By Gerald Beuchelt, CISO, LogMeIn
Cybersecurity is a critical concern within any industry, but especially the financial sector which has long been an attractive target. The appeal of financial gain and wide access to highly personal and valuable customer information has meant that financial services firms are targeted more than any other sector. In fact, UK banking customers lost £358 million to unauthorised fraud in the first half of 2018 and during the second half of the year, the financial industry experienced a 37 percent increase in takeover attacks and a 107 percent increase in attempts to gain control of user accounts during mobile transactions. Added to this direct threat on the financial sector is the seemingly endless news of breaches at trusted brands, including British Airways and Ticketmaster, and we have a culture of fear.
While the attackers’ sophistication and types of threats are ever evolving, some basics of cybersecurity remain unchanged. Mainly, passwords are an easy point of entry for attackers with 81% of data breaches involving weak, reused or stolen credentials. One might think that given the threat on financial institutions, they would be at the forefront of all security practices, including smart passwords. However, a recent study that scored businesses on password practices and multifactor authentication (MFA) adoption found the industry performing below average.
With security practices continuing to plague organisations, what steps can banks and financial institutions take to strengthen defences?
Maintaining system evaluations
At a most basic definition, breaches occur when an organisation’s vulnerabilities are found and exploited by attackers. Banks and other financial institutions must be continually evaluating their systems for possible weaknesses, especially as attackers’ techniques constantly change. Complacency is an organisation’s greatest enemy. Simply because a system was secure last year, last month or even last week, does not mean it will be sufficient against future threats.
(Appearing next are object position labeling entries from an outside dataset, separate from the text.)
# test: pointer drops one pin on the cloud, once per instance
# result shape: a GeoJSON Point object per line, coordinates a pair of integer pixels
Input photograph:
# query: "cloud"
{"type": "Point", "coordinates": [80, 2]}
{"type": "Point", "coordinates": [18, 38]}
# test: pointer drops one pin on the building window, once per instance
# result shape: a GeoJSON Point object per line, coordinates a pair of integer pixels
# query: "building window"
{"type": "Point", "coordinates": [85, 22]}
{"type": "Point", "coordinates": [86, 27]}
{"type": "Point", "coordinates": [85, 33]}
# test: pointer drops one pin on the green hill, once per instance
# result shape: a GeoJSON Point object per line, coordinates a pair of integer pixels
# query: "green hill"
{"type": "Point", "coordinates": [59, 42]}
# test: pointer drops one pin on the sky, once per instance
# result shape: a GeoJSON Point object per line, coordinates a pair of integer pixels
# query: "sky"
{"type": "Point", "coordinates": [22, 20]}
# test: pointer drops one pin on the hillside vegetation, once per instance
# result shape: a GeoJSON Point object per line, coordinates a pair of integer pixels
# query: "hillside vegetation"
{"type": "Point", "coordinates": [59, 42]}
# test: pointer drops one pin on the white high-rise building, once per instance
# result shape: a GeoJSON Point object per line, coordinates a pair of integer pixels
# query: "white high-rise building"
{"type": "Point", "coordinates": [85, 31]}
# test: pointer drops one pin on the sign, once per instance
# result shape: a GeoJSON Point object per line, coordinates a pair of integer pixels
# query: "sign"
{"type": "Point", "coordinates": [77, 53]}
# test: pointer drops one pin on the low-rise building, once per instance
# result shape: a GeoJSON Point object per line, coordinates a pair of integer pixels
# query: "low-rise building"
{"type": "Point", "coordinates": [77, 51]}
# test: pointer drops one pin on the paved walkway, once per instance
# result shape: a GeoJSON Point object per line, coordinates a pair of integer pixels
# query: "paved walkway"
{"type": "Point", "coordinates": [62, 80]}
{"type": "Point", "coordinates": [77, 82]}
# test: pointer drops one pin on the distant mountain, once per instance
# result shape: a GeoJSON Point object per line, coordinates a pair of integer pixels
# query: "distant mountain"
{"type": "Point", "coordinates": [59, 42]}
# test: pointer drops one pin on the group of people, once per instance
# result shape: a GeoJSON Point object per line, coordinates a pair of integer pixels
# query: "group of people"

Whilst risk assessments of critical systems should be a regular occurrence within financial institutions, organisations should also ensure they assess secondary systems containing non-critical assets. Employee-private activities and accounts, such as personal emails or Facebook, are still potential gateways to an internal network, so authentication policies should be a main focus of these assessments. As part of these evaluations, it’s important to consider what information employees have access to. They should only have the data needed to carry out their job and no more. Limiting access where possible helps reduce the potential vulnerabilities.
Financial institutions can also seriously benefit from leveraging advanced offensive security, such as penetration testing and “red team” exercises to improve visibility and security awareness across the organisation. Red team testing comprehensively exposes physical, hardware, software and human vulnerabilities before they become entry points for hackers or provide opportunities for bad actors and malicious insiders to compromise systems.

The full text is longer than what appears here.